After nearly a decade of setbacks and false starts, stem-cell science finally seems to be hitting its stride. Just a year after Japanese scientists first reported that they had generated stem cells by reprogramming adult skin cells without using embryos American researchers have managed to use that groundbreaking technique to achieve another scientific milestone. They created the first nerve cells from reprogrammed stem cells an important demonstration of the potential power of stem-cell-based treatments to cure disease.
Led by Kevin Eggan at the Harvard Stem Cell Institute and Christopher Henderson at Columbia University, the 13-person team reported online today in Science Express that they had generated motor neurons from the skin cells of two elderly patients with a rare form of ALS, or Lou Gehrig's disease, a progressive neurodegenerative condition. The new study marks an important first step on the road toward real stem-cell-based therapies, and also answers several plaguing questions about the pioneering stem-cell technique known as induced pluripotent stem cell, or iPS, generation.

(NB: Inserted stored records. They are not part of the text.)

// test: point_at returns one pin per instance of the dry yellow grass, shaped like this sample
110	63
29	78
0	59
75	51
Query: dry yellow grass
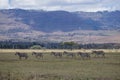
55	50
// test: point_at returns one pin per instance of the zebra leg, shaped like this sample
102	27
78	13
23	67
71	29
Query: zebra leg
20	58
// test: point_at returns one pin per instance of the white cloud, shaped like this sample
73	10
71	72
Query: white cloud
4	4
69	5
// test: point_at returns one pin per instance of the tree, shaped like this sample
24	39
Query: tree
36	47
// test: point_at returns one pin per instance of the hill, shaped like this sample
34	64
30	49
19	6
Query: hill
34	25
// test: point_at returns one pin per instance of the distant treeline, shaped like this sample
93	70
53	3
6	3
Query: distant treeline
52	45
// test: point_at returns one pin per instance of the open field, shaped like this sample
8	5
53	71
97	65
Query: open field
65	68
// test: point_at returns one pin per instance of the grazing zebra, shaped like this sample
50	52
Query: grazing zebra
69	54
98	53
83	55
56	54
40	55
21	55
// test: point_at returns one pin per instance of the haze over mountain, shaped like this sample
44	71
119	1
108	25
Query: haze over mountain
16	22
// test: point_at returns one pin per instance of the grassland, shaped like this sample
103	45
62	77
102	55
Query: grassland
65	68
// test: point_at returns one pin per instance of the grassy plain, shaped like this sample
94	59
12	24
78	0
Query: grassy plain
65	68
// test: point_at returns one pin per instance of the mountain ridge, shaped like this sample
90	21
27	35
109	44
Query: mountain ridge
34	25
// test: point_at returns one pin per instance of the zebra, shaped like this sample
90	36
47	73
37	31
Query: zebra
98	53
56	54
40	55
83	55
69	54
25	55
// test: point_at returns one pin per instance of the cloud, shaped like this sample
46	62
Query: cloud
68	5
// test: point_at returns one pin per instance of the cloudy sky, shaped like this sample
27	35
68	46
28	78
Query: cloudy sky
68	5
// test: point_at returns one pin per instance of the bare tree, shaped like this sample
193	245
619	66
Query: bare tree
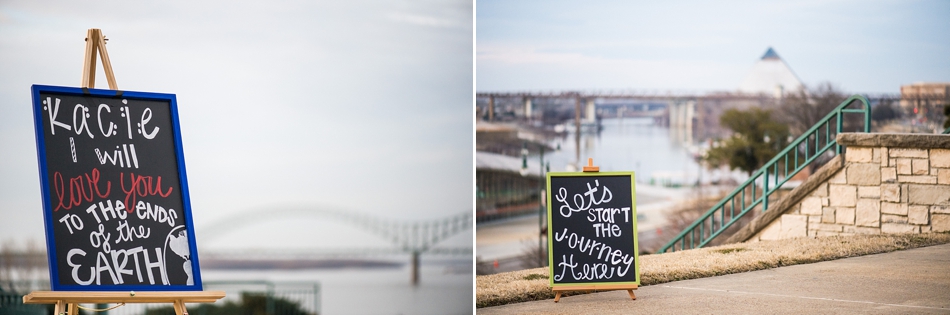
804	108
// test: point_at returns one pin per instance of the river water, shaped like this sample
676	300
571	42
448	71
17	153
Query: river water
624	144
628	144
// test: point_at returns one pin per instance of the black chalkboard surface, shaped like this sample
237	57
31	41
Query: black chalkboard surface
115	195
592	229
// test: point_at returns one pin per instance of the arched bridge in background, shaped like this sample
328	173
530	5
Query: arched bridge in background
406	237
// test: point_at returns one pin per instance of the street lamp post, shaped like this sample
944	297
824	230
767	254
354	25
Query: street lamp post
541	196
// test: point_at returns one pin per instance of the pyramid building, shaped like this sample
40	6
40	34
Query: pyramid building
770	75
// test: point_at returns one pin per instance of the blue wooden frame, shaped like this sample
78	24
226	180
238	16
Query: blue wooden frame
45	186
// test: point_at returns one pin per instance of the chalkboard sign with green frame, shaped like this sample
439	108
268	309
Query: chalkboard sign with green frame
592	229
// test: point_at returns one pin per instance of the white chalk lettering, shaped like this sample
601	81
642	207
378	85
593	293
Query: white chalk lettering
72	221
146	117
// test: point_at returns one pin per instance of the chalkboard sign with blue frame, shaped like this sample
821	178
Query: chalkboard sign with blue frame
115	194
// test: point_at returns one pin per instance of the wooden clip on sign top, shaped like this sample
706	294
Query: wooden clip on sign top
590	166
96	43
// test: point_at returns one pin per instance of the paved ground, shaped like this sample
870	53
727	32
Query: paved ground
915	281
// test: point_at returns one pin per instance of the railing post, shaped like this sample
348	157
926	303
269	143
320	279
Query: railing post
765	191
838	128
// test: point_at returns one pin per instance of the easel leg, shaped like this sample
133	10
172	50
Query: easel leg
180	308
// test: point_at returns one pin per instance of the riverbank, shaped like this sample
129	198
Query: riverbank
532	284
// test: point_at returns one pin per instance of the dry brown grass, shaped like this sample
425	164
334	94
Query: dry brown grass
532	284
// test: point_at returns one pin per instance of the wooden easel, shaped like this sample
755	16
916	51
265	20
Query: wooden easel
67	302
609	287
560	289
96	43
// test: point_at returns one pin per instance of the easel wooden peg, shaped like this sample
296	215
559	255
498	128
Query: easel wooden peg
590	166
96	43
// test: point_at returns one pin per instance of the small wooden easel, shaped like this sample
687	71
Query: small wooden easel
590	168
96	43
67	302
560	289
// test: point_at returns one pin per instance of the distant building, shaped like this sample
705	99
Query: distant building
924	94
771	76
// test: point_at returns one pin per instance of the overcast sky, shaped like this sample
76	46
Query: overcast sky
861	46
362	105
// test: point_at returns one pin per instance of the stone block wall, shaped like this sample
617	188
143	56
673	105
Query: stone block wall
888	184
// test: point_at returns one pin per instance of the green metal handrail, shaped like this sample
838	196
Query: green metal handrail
799	154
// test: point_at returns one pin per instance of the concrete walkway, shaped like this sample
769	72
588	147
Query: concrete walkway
915	281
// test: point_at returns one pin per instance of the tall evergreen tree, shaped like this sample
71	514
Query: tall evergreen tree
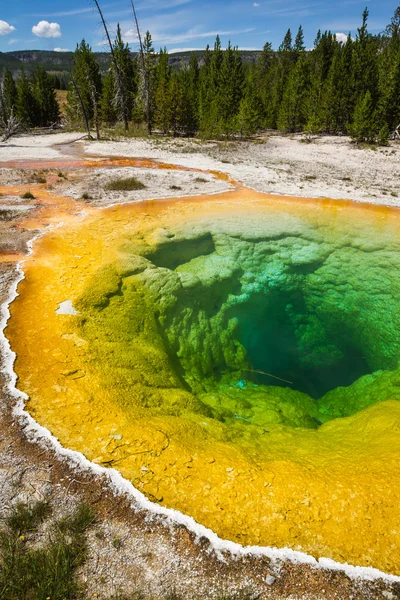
144	106
87	86
47	109
230	90
124	94
189	80
293	110
9	93
26	106
163	98
365	126
108	110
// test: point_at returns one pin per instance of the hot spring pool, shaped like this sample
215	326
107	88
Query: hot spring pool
235	357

IPS was first described by Japanese biologist Shinya Yamanaka, who, in 2007, showed that the introduction of four genes into an adult human skin cell could reprogram it back to an embryonic state (Yamanaka had reported the same achievement in mice the previous year). Like embryonic stem cells, these reprogrammed adult cells could be coaxed into becoming any other type of cell from skin to nerve to muscle. But researchers questioned whether the new stem cells would behave as predictably or as safely as embryonic stem cells, or whether iPS would consistently yield usable cells. "Our work shows that the original method developed by Yamanaka works great," says Eggan.
Researchers also questioned whether iPS would work with delicate cells from older people or with cells taken from patients with disease (Yamanaka used skin cells from healthy middle-aged people in his study). Eggan and Henderson tackled both issues at once, by working with cells from two siblings, ages 82 and 89, who both had ALS. It turned out that generating iPS cells from older patients proved no more difficult than growing them from younger ones, says Eggan. "This study puts those issues definitively to rest," he says. "It opens the door to being able to make patient-specific stem-cell lines [to treat] diseases that affect people very late in life, like Parkinson's or Alzheimer's disease."
In the lab, Eggan's group has successfully turned stem cells into motor neurons, the cells that connect the spinal cord to the body's muscles and which degenerate in ALS. But researchers have not been able to prove that these cells will be clinically useful that is, whether the new nerve cells will work as well as healthy ones in the spinal cord of a patient. Testing the viability of cells made from iPS stem cells is still a long way off, mostly because iPS requires the use of viruses to deliver the time-reversing genes into adult cells that works in the lab, but it is not yet safe for patients. To use iPS cells in patients, researchers would have to find a way to reprogram adult cells using chemicals, rather than genes.
There are other, more immediate payoffs of the new study. For one thing, it gives researchers a better understanding of how ALS progresses. Because the new nerve cells have the same genetic makeup as the patients' own diseased cells, Henderson says, they may very well develop signs of the disease in culture, allowing researchers to watch ALS unfold before they eyes. "Our lack of understanding of the disease process is preventing us from developing more efficient cures," says Henderson. "Because the disease is happening in the spinal cord, we don't have access to living samples of neurons undergoing the disease process. But now we have in the culture dish the very cells affected by the disease."
One theory about the cause of ALS is that motor nerves die after exposure to a toxic compound released by other nerve cells in the spinal cord. The Harvard and Columbia groups are hoping to test that idea in the lab: if the cells in culture release the same agent, then finding drug compounds that block the damaging effects of the toxin could preserve neurons and hold off the paralyzing effects of the disease.
The answers to those questions, says Eggan, may come in a matter of "months, not years." It's still unclear whether the new iPS nerve cells can live up to the gold standard of cells created from human embryonic stem cells, but Eggan, Henderson and their colleagues are confident that their current achievement brings stem-cell science one step closer to the original and ultimate goal: cures for diseases such as ALS, Alzheimer's and diabetes.